Figure 2 represents a heatmap of variables selected by the proposed method and FEHDA in the CM-to-BM setting. The heatmap shows that FEHDA selected more variables than the proposed method. The larger feature space of FEHDA makes variable selection more difficult in small-sample scenarios like this study. In contrast, the proposed method starts with a smaller feature space, which allows for consistent variable selection, even with limited samples. This characteristic likely contributes to reduced overfitting and improved prediction performance.

5. Conclusion

This study proposed a heterogeneous TL method for manufacturing method transitions between BM and CM. The proposed method was applied to a tablet production dataset and outperformed existing approaches, including FEHDA. It achieved better predictive performance and reduced overfitting through more effective variable selection.

The proposed method may encounter challenges when there are significant domain shifts in variable distributions or the relationships between variables and the output.
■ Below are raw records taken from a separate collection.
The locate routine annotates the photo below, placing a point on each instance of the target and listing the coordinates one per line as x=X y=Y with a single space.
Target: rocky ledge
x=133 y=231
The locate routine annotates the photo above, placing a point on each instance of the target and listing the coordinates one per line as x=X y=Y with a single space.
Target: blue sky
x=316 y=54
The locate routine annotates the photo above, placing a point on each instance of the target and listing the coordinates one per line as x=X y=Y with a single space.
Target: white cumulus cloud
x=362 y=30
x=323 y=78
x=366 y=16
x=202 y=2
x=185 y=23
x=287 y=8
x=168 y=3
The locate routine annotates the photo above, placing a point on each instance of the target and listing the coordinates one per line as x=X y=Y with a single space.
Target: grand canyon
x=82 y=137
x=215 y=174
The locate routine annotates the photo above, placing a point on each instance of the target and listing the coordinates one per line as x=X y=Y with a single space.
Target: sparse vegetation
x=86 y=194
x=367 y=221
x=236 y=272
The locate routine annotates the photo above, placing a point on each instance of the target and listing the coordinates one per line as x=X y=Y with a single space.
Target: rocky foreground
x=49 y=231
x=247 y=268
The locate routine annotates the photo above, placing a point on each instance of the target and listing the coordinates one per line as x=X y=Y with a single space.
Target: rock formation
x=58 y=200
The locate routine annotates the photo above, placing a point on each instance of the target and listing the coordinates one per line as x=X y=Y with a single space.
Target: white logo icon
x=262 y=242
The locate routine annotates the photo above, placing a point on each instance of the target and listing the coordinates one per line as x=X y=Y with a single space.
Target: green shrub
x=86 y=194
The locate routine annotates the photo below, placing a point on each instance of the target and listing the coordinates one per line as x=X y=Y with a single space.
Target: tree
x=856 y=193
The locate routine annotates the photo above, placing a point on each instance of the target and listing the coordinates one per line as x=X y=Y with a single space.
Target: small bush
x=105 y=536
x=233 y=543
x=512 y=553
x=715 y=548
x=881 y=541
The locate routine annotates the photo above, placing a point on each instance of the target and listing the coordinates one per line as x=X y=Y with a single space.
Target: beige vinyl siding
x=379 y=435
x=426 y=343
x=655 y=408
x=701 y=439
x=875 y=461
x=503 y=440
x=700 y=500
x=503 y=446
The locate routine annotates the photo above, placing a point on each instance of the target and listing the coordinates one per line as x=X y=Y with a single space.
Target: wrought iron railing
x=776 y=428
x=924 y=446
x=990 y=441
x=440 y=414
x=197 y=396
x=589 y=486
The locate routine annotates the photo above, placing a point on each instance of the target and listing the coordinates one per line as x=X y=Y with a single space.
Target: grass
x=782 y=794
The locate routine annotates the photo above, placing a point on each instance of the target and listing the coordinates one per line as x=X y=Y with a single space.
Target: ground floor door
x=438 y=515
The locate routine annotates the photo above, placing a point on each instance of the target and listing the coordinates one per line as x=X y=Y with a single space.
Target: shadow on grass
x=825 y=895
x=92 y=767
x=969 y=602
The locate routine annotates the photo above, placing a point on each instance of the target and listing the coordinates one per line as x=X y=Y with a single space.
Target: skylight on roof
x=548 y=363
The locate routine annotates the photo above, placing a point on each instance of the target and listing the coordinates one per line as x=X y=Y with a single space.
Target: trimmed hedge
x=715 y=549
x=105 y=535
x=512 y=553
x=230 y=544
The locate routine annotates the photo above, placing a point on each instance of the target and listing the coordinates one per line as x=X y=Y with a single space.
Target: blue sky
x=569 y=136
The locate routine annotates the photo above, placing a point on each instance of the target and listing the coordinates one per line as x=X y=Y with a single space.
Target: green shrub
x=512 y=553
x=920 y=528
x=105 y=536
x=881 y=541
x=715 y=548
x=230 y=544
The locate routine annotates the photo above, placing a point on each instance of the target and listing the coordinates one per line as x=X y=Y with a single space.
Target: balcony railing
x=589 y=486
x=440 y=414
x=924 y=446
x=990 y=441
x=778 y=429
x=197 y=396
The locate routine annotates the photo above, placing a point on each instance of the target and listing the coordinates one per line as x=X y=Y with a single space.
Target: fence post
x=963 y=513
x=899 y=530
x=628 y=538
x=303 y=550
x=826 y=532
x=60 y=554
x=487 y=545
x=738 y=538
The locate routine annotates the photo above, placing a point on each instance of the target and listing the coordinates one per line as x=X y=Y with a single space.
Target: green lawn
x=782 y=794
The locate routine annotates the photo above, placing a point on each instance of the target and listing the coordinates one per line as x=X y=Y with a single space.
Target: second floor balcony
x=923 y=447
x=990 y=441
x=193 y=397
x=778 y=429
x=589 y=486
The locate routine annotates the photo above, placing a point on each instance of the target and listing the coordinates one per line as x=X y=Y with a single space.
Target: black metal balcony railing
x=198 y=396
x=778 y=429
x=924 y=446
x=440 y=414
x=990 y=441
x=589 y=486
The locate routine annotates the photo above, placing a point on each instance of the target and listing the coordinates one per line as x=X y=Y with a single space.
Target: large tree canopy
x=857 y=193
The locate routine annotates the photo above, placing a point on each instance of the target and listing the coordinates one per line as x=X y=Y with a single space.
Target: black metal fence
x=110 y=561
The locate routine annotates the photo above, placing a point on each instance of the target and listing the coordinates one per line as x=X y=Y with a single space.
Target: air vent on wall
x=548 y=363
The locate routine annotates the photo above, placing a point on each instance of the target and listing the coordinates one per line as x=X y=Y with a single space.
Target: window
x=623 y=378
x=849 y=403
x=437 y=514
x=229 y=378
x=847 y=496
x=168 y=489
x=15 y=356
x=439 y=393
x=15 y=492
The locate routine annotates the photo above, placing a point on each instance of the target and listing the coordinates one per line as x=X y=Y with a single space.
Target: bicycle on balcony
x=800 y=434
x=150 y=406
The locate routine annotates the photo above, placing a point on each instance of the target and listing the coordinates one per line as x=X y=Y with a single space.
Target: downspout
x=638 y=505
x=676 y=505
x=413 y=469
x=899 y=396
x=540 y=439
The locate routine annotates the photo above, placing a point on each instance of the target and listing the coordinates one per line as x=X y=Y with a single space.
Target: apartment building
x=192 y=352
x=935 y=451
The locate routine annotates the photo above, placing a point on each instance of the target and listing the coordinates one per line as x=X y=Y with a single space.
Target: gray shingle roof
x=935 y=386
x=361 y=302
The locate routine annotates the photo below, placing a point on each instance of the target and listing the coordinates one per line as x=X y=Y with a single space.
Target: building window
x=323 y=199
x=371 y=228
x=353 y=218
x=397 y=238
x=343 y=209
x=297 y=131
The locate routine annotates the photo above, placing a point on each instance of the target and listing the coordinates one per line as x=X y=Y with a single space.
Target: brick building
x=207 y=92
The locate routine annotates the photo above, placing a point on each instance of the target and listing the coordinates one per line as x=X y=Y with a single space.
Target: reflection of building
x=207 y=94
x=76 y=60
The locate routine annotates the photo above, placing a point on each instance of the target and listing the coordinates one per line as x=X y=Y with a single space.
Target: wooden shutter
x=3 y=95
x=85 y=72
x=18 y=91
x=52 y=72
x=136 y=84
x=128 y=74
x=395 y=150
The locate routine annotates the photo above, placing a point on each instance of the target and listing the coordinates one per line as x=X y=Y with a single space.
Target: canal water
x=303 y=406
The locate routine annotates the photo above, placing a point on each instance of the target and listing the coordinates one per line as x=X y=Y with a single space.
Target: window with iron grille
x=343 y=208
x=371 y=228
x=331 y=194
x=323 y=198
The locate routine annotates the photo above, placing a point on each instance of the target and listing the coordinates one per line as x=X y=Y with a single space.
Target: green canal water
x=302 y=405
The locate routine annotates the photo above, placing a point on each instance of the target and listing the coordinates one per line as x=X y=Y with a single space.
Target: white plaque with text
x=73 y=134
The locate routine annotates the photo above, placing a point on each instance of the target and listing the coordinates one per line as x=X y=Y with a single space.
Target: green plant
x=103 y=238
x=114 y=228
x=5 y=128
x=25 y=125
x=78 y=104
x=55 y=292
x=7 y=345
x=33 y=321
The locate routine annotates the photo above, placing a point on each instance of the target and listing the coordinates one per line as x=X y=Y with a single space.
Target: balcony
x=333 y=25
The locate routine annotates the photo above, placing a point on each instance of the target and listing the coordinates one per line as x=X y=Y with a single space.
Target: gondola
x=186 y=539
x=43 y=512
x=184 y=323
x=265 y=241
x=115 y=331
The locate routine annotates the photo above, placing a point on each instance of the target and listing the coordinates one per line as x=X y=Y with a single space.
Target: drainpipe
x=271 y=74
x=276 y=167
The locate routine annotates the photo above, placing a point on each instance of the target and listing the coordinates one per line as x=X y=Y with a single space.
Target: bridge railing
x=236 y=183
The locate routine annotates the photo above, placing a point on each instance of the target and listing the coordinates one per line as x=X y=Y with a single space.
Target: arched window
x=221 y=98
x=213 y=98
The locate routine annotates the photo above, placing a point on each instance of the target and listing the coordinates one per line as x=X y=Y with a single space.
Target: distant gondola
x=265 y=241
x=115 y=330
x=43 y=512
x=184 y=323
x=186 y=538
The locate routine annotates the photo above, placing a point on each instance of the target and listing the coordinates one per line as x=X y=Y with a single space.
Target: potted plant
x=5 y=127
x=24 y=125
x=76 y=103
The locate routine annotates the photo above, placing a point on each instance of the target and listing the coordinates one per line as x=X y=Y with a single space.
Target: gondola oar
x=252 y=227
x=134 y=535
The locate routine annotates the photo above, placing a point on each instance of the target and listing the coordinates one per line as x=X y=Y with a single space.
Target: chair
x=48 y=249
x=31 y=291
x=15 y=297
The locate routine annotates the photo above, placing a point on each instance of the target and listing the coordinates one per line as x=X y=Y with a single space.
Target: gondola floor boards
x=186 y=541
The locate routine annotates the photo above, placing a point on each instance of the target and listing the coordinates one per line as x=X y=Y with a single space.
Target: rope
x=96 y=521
In such cases, methods like FEHDA may be more suitable.

Future work will involve generating synthetic datasets under varying conditions, such as the number of TD samples and the magnitude of domain shift. The proposed method and FEHDA will be applied to these datasets to compare their predictive performance and to clarify the strengths and limitations of the proposed method.

References

[1] Malevez, D., & Copot, D. (2021). From batch to continuous tablet manufacturing: A control perspective. IFAC-PapersOnLine, 54(15), 562–567.

[2] Kobayashi, S., Miyakawa, M., Takemasa, S., Takahashi, N., Watanabe, Y., Satoh, T., & Kano, M. (2022). Transfer learning for quality prediction in a chemical toner manufacturing process. In Y. Yamashita & M. Kano (Eds.), Computer Aided Chemical Engineering (Vol. 49, pp. 1663–1668). Elsevier.

[3] Yaginuma, K., Matsunami, K., Descamps, L., Ryckaert, A., & De Beer, T. (2024). Hybrid modeling of T-shaped partial least squares regression and transfer learning for formulation and manufacturing process development of new drug products. International Journal of Pharmaceutics, 662, 124463.

[4] Geladi, P., & Kowalski, B. R. (1986). Partial least-squares regression: A tutorial. Analytica Chimica Acta, 185, 1–17.